Just the other day, a man who does this for a living inspected a home we were interested in living in, perhaps for the better part of our lives. He walked around all of the contours of the home, inside and out, inspecting its state of disrepair and upkeep. His task was to determine if the home was sound or if there were some questionable aspects that should be considered weaknesses and reasons to get out while the getting was good. The basement got a one-over, the roof was given the ol' inspector stink eye, surveyed and then commented upon with a stylus and a space-age notebook that made robotic giggly noises every time a new room was completed. The basement in this house isn't as creepy as some are so that wasn't all bad.

This house though, unlike the one that I grew up in has an attic that can be reached through a rectangular door in the ceiling of the top floor. These spaces always seem so off-limits and secretive, as if they may hold prisoner things that don't need to be let loose. Though the doors are not fortified or locked and there's typically a retractable staircase readily available, nothing usually goes in and nothing usually comes out - just an aura remains around the sealed up space between the dwellers and the steeple of the roof. There are always suspicions about what could have happened up there and to whom.

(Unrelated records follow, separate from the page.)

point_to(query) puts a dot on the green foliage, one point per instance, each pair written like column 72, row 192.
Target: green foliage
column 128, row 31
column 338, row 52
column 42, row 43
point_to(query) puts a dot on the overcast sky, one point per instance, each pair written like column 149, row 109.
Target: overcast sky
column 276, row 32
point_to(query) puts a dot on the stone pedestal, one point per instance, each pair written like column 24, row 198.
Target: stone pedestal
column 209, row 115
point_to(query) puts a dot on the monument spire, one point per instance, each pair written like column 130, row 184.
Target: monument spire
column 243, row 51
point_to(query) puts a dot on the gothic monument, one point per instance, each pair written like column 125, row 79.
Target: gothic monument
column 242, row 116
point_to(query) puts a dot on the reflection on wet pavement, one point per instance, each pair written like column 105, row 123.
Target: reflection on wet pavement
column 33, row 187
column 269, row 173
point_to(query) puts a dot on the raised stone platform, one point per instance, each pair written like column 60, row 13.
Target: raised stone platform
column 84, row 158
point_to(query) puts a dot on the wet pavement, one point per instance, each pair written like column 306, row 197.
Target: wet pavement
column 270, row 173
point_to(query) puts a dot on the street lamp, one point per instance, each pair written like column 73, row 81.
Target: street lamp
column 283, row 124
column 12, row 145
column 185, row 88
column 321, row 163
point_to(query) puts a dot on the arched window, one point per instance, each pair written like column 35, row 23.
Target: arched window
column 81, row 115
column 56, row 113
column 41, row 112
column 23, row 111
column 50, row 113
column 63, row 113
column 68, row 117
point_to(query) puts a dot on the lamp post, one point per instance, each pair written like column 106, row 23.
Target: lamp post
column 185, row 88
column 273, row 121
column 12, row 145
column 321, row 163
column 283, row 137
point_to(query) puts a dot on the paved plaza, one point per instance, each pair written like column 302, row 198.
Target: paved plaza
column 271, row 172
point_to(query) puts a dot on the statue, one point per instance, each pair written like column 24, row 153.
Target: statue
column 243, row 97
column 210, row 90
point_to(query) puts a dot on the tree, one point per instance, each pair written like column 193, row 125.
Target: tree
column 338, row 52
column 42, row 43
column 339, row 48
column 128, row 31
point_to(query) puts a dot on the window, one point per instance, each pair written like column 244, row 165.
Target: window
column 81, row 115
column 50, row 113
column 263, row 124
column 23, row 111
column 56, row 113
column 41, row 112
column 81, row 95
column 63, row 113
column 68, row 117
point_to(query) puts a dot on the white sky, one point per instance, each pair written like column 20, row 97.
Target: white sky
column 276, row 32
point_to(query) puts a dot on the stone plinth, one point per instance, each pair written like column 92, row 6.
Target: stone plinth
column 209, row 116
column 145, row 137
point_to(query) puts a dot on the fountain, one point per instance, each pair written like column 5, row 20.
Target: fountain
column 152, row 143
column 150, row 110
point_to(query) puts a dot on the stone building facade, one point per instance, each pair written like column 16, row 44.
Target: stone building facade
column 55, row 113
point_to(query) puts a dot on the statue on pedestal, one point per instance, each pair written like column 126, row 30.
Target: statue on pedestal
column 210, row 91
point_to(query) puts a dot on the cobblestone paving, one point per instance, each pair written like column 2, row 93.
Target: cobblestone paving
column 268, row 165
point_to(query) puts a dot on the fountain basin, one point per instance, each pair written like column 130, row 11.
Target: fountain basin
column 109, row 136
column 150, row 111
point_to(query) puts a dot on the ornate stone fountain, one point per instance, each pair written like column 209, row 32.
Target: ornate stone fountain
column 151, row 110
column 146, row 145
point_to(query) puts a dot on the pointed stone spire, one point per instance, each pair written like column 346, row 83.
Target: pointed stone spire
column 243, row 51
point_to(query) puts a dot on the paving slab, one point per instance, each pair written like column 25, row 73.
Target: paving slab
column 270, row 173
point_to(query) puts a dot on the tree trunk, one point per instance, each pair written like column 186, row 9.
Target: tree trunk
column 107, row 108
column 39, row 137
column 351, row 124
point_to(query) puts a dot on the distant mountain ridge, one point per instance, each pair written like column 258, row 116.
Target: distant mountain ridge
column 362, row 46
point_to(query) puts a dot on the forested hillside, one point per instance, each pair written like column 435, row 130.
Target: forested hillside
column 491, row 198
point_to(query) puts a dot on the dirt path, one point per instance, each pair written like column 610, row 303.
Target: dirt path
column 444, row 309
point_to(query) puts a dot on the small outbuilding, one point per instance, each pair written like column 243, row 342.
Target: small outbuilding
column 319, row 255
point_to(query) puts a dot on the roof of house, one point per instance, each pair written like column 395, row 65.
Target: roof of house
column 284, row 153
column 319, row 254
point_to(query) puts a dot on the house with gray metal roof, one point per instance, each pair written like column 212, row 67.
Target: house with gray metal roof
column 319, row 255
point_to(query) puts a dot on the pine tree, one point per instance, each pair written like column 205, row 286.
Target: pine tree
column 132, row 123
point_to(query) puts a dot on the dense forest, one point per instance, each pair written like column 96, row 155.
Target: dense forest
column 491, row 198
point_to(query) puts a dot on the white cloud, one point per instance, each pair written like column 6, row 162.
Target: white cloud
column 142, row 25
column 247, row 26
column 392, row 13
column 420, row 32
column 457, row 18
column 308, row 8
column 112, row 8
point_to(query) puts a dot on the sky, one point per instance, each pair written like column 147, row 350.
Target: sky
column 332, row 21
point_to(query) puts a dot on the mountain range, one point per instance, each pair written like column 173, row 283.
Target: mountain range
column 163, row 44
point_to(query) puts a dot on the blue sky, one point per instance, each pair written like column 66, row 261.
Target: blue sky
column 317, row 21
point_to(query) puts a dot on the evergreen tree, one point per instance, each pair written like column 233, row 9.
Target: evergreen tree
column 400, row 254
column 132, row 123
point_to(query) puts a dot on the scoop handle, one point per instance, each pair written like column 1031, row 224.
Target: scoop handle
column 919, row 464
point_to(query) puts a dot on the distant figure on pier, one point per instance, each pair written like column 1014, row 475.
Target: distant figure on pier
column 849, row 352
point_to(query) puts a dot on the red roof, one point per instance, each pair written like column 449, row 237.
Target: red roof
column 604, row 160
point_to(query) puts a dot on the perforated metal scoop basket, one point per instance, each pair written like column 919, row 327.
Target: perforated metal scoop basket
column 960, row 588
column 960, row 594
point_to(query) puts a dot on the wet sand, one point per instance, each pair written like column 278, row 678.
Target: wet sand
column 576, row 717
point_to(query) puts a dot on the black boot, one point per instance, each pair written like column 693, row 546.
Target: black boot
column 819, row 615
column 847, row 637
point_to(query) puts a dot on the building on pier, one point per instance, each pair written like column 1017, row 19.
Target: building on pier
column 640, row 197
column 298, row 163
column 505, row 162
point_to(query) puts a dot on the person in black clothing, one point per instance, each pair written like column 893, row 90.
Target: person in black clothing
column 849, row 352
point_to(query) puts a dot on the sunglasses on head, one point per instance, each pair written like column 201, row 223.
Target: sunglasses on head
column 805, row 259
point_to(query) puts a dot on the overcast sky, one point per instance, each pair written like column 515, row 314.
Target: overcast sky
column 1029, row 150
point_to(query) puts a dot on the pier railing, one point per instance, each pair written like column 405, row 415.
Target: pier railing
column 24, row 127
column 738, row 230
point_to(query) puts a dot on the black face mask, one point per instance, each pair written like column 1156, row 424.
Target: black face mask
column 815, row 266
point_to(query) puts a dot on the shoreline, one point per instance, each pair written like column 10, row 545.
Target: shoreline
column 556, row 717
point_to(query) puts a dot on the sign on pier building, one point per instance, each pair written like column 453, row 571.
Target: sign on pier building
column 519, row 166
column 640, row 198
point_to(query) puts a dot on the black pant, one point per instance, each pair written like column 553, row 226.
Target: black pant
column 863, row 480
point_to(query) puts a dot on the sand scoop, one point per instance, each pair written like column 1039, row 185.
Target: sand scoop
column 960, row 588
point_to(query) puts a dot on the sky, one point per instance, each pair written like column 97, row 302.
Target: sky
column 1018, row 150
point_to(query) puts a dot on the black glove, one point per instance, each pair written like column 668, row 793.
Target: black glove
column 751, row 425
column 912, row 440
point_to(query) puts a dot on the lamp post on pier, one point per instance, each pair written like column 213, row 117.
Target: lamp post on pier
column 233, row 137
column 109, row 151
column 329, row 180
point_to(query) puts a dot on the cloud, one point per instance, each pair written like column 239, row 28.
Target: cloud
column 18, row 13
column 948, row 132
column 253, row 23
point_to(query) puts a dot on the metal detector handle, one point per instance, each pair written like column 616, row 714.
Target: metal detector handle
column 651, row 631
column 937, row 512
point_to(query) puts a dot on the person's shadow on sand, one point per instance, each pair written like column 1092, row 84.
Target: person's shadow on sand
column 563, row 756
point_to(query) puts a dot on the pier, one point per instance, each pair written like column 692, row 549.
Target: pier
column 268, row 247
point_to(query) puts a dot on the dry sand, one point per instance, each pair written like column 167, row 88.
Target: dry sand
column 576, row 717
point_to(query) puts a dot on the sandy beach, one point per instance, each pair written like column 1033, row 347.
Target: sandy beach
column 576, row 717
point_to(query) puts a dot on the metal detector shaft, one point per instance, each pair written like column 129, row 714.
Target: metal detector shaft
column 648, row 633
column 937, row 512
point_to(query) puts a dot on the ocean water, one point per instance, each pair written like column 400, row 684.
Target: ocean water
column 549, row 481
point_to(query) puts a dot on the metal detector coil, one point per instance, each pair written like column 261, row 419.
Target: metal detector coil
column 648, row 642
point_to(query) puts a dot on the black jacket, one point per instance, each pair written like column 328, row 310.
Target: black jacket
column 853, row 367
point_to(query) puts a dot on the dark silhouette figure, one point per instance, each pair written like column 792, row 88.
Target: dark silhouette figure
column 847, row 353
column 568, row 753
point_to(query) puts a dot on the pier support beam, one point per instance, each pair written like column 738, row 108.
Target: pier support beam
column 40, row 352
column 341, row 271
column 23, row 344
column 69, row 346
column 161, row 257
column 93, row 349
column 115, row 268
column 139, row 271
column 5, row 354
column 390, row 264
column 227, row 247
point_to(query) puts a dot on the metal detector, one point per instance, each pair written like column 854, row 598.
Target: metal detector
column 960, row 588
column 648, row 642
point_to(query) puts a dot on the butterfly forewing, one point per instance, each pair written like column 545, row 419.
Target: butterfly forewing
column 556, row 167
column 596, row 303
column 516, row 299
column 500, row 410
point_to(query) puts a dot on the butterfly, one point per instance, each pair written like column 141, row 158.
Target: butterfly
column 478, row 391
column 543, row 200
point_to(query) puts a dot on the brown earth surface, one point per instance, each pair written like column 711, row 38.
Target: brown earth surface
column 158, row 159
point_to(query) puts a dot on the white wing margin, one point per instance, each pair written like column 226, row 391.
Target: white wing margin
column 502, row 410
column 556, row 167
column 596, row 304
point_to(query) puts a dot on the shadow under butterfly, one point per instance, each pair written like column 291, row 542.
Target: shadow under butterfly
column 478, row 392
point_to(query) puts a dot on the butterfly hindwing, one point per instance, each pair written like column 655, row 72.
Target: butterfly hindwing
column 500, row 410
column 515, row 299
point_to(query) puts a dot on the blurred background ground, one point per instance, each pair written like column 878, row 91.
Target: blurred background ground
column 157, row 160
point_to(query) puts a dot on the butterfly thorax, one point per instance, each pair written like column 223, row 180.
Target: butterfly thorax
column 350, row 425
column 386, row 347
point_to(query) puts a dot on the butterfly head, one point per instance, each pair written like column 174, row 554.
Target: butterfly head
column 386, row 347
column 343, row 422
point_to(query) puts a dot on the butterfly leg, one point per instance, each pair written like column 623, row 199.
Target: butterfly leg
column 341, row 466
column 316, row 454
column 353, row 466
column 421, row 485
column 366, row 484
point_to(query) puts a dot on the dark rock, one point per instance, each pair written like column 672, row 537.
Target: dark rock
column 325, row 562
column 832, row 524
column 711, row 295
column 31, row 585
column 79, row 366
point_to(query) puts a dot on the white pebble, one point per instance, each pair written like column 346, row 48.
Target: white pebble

Our inspector needed to be up there. As it was said before, this was his job. He said he found a dead mouse. I'm guessing it looked old and probably carried the markings of mice before there were color television sets. He asked if we needed a mattress and we wondered who could have possibly slept on that thing - soiled with age - and why they hated it so much that it was banished to the attic. There were three dusty, dusty boxes of old books and a creepy ceramic doll that was also so unloved that it was left behind with the books.

North Carolina band The Physics of Meaning is led by Daniel Hart, who brings the attic feeling into his virtuous songs of inescapable pain and dramatic texture. They recall bygone times and the way that people looked from far away in memories, with a shine and a more porcelain gloss. The stories are high with tension and threaded together with a passionate discourse of unbridled steam and storm. You see it setting up at the edge of town, tumbling in from the west, turning on all of the street lamps as it methodically makes a night out of a day, delivering a reminder that there's more to this living thing than we could ever control.

Hart and his violin are one and the same apparatus, working in unison to bend the frames of typical pop, into pieces that open up old souls from the grounds. They make for contemporary hauntings - recalling those tiny nettlesome skeletons in the closet or attic, slumped into a hot or frigid crawlspace, where just two triangular windows on the ends of the structure provide looking space - a connection to the outside. He and his revolving band of players - depending on availability and the time of year - create so much urgency in these songs that are more graphic folktales of a new kind, ones that befriend the line of thinking that Colin Meloy, Zach Condon and Hart's frequent boss John Vanderslice take when writing.

They are stories about hardships and discomforts, realizations of just how everything fits together in its jarring and contradictory way sometimes. The muffled groans that are coming from the top of the stairs that you hear - the hollow bangs of the floorboards above the head - is the band channeling these ghosts, locked in their periods and steps, that reach out to them for their vocalness.